As vice-president of the Young Liberal and Country Movement in 1951, Missen opposed, with a small group of other Liberal Party members, the referendum proposal of Prime Minister (Sir) Robert Menzies to outlaw the Communist Party of Australia. His article in the Argus in August that year, when he objected to the use of totalitarian methods to restrict the traditional freedoms of a democratic country, caused a furore in the party and his temporary suspension. The referendum was narrowly defeated and Missen’s defiance caused him to be effectively overlooked for Liberal preselection for the next two decades. He was a member (1955-67) of the Victorian executive of the Liberal Party and helped to form the Young Liberal Movement (patron 1982-84).
On 4 May 1963 at the Catholic Church of Our Lady of Victories, Camberwell, he married Mary Martha (Mollie) Anchen, a schoolteacher and a brilliant debater and public speaker. President (1958-60) of the Debaters Association of Victoria, and co-author of The Australian Debater (1963), Alan Missen was national president (1964-68) of the Australian Debating Federation.
After the 1972 defeat of the Federal Liberal government, the Victorian branch underwent substantial changes. In 1973 Missen was elected vice-president of the Victorian division on the same ticket as the president, Peter Hardie. Chairman (1972-74) of the party’s State platform committee, he had a mandate to revise the political platform for the first time since 1952. In 1973 the Victorian State executive placed him high on the Senate ticket and he was elected in 1974. At the time, a journalist, Alan Trengove, speculated whether Missen had learned ‘the art of political compromise’ or whether his party had ‘simply come to terms with his brand of liberalism’.

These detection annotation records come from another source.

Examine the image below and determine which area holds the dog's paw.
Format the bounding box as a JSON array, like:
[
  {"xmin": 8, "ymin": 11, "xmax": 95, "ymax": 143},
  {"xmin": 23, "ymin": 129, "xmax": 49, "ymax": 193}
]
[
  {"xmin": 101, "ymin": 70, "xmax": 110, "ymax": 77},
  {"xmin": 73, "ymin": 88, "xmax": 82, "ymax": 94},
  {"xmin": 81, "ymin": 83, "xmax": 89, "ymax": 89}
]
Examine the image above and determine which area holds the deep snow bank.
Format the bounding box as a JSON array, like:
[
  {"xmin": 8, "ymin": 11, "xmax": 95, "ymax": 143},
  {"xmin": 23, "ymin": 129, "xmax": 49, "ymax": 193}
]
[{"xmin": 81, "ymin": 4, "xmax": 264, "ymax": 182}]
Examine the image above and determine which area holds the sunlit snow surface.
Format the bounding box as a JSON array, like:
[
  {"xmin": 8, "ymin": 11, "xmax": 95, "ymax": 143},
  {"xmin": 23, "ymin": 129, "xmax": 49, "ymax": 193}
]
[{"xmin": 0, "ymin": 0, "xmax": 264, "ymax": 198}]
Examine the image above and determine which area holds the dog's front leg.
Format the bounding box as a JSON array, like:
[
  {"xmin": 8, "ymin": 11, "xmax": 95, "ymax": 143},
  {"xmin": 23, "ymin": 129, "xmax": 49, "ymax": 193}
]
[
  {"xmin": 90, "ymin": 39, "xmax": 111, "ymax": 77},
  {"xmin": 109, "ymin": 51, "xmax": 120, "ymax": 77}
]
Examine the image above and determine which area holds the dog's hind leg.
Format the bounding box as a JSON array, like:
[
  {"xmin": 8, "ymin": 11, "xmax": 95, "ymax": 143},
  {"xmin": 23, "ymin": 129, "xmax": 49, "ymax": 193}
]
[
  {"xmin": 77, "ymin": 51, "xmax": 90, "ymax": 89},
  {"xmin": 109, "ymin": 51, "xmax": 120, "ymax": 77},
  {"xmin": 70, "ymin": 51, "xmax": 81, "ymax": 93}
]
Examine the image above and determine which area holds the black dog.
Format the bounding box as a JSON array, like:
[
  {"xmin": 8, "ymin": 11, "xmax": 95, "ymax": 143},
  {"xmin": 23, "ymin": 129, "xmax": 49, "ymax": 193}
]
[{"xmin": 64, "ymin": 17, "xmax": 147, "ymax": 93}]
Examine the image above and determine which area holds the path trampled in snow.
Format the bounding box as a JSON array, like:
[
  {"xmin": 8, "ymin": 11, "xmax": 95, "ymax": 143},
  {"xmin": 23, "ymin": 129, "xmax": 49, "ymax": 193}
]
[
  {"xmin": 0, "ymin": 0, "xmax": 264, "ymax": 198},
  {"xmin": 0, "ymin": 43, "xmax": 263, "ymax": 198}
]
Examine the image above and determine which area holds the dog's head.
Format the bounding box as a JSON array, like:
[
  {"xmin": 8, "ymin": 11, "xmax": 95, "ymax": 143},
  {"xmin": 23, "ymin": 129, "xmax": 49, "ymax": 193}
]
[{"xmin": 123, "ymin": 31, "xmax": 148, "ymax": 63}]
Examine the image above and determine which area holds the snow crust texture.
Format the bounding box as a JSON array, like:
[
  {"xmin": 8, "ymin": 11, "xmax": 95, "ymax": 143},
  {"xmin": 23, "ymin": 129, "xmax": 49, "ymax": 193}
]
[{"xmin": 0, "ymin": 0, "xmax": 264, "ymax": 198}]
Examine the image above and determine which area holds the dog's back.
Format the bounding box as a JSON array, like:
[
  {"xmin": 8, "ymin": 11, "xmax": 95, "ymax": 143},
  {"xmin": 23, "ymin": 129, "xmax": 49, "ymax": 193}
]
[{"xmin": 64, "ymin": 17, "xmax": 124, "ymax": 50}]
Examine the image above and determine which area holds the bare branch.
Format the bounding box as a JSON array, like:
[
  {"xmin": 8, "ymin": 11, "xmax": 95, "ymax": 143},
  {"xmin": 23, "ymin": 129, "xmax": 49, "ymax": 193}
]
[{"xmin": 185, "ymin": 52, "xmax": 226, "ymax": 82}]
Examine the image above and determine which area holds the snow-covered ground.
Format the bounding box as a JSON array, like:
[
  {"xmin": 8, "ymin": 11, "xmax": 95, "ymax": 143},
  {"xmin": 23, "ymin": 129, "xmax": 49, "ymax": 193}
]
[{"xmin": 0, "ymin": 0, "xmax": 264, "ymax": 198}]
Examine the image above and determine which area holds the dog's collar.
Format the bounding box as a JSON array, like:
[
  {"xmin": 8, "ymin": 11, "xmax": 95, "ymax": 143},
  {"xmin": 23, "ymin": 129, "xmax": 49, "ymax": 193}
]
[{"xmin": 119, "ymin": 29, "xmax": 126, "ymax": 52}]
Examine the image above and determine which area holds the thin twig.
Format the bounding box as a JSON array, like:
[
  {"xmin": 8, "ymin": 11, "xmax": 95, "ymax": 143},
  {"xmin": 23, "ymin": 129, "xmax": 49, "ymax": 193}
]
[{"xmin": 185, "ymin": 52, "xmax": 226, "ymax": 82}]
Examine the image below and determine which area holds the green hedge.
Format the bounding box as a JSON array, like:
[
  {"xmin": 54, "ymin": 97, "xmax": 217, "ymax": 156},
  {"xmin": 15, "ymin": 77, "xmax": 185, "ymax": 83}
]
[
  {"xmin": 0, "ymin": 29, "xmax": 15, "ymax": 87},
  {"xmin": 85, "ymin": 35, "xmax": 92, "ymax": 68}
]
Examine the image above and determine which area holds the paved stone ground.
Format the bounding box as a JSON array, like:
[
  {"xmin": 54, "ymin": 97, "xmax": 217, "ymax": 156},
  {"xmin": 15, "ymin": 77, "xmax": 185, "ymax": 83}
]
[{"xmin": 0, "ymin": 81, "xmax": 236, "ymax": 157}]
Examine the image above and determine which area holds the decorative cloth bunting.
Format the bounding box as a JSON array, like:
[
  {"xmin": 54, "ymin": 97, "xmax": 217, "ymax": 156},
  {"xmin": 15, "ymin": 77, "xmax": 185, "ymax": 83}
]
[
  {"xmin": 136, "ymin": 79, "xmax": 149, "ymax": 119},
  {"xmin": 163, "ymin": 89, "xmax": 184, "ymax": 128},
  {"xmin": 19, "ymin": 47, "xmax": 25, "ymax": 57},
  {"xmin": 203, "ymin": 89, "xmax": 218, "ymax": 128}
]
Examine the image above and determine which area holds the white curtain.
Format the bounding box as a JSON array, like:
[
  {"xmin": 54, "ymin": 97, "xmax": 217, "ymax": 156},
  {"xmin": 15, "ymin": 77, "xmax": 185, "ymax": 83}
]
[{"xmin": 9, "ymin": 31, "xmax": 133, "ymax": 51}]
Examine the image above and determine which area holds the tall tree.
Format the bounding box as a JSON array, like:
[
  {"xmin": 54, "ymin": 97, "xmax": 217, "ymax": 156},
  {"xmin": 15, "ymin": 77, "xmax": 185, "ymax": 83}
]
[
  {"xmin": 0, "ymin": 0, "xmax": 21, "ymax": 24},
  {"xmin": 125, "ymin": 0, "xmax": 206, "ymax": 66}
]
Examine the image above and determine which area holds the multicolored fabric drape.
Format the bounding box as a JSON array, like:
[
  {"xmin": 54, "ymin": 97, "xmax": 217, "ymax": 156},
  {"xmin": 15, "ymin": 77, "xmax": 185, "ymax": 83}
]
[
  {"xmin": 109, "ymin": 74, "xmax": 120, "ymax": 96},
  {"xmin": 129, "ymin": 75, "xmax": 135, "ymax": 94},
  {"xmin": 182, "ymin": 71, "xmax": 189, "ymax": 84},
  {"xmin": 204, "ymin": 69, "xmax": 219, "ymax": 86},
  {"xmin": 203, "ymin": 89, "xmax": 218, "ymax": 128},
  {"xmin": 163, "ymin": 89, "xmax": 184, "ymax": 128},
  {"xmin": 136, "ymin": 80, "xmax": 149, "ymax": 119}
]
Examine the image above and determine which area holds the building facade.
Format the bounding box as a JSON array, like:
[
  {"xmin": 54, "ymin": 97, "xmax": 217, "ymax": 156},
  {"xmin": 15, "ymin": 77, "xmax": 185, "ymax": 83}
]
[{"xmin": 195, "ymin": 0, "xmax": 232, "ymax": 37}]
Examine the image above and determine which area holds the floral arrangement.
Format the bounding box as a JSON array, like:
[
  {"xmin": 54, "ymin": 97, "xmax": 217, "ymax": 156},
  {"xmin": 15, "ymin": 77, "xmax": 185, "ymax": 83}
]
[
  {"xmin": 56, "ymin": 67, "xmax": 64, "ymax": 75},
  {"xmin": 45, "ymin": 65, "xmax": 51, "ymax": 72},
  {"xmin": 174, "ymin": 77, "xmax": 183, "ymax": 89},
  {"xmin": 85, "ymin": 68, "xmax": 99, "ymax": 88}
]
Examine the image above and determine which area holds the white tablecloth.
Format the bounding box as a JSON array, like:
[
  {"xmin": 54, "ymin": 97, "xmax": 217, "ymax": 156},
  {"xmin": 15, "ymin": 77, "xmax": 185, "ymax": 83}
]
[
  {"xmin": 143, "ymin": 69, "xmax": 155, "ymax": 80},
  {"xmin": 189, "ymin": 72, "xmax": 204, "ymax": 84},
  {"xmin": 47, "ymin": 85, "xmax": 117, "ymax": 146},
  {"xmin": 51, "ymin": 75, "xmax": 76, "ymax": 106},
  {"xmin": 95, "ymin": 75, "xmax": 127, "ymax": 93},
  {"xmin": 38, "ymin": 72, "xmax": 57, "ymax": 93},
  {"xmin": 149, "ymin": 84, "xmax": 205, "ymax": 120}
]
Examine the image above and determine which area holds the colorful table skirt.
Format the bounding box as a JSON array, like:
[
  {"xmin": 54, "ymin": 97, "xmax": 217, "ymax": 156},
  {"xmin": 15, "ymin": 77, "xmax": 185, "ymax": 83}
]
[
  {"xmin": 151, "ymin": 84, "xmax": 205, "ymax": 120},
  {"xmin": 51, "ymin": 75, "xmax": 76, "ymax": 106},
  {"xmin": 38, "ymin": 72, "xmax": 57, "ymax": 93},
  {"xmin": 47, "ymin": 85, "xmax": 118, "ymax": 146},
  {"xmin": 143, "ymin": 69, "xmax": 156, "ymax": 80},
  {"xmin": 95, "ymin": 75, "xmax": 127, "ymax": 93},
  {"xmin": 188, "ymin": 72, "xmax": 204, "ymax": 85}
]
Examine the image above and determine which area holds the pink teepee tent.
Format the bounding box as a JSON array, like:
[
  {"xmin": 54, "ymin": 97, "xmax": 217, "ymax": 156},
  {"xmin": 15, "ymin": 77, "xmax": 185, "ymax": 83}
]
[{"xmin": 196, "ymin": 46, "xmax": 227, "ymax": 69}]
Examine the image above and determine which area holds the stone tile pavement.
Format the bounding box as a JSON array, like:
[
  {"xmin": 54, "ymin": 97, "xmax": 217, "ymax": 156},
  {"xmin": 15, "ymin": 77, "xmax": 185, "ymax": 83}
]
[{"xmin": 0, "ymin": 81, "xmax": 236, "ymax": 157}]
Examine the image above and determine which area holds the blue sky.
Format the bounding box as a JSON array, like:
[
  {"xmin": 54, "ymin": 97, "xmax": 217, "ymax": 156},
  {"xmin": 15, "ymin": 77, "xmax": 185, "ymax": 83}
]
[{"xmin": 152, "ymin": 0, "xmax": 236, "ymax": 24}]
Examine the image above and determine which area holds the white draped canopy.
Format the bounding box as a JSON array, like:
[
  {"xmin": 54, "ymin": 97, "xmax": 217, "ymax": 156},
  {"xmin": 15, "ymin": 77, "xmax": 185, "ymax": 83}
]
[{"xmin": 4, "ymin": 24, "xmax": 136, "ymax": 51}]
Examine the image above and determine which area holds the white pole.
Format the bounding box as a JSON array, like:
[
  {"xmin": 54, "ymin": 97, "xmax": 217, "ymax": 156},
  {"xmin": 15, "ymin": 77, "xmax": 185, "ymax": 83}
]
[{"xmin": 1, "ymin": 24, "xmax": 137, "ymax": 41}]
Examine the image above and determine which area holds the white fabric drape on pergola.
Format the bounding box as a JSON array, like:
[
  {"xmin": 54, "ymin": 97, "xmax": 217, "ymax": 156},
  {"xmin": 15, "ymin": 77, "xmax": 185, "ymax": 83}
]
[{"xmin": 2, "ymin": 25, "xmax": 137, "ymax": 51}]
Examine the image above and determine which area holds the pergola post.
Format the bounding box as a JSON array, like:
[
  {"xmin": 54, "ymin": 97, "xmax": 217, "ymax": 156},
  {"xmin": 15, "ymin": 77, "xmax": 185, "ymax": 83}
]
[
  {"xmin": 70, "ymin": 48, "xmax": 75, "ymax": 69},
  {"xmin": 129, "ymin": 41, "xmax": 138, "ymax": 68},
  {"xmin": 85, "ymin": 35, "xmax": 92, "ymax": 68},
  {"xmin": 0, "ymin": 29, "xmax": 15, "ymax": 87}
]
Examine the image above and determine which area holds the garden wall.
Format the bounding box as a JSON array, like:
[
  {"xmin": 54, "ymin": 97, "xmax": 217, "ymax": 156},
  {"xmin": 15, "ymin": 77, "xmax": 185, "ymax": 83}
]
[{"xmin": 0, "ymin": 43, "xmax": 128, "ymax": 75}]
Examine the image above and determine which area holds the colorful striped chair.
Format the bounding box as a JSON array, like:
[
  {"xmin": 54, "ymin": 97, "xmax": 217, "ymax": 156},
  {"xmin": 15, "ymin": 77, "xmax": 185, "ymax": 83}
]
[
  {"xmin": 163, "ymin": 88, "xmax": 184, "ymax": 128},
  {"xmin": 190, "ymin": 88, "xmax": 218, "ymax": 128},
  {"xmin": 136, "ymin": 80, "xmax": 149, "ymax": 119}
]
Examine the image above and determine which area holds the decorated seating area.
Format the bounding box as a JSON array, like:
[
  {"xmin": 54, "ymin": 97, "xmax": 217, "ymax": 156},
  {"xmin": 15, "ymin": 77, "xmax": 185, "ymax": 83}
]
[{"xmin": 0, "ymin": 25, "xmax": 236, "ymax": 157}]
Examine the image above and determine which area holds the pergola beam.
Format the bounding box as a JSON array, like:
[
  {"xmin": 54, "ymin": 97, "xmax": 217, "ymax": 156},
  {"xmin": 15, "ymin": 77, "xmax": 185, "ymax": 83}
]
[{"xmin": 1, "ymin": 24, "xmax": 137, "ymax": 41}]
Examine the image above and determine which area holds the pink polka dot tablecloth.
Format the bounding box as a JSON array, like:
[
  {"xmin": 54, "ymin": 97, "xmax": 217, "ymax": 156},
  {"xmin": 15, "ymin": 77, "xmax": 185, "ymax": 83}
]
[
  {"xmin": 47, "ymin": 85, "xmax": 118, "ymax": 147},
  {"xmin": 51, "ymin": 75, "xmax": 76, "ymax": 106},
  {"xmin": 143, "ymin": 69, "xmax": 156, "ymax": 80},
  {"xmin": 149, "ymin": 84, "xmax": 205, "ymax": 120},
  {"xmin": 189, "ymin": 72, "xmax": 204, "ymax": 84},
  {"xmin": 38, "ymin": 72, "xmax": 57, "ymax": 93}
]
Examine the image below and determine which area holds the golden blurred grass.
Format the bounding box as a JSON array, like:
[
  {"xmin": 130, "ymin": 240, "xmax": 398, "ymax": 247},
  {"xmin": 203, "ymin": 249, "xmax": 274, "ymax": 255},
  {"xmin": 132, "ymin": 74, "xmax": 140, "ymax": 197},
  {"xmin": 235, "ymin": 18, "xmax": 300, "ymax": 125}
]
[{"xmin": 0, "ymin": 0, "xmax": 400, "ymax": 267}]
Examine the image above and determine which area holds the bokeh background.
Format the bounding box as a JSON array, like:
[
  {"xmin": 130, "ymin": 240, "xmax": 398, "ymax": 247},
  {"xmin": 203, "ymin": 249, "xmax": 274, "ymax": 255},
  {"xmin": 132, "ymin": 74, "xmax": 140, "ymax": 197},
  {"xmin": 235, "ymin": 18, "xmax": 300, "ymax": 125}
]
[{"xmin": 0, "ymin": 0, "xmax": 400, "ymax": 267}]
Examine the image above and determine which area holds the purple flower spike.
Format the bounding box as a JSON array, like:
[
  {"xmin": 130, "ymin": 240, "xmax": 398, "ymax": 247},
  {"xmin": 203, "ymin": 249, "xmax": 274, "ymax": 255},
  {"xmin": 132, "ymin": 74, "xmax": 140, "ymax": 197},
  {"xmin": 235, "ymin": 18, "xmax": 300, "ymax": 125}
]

In his maiden speech on trade practices legislation, Missen showed his close attention to detail and interest in law reform. During the 1975 constitutional crisis, he opposed the Senate’s withholding of supply from the government, although he reluctantly voted with the Opposition on procedural issues. An activist back-bencher and champion of the Senate committee process, he was chairman of the Senate standing committees on constitutional and legal affairs (1976-83), on regulations and ordinances (1978-80) and on scrutiny of bills (1982-83). He served on the joint select committee on the Family Law Act (1978-80), as deputy-chairman (1984-86) of the joint statutory committee on the National Crime Authority and as a national vice-president of the International Commission of Jurists; he had been able to influence the passage of freedom of information and other legislation.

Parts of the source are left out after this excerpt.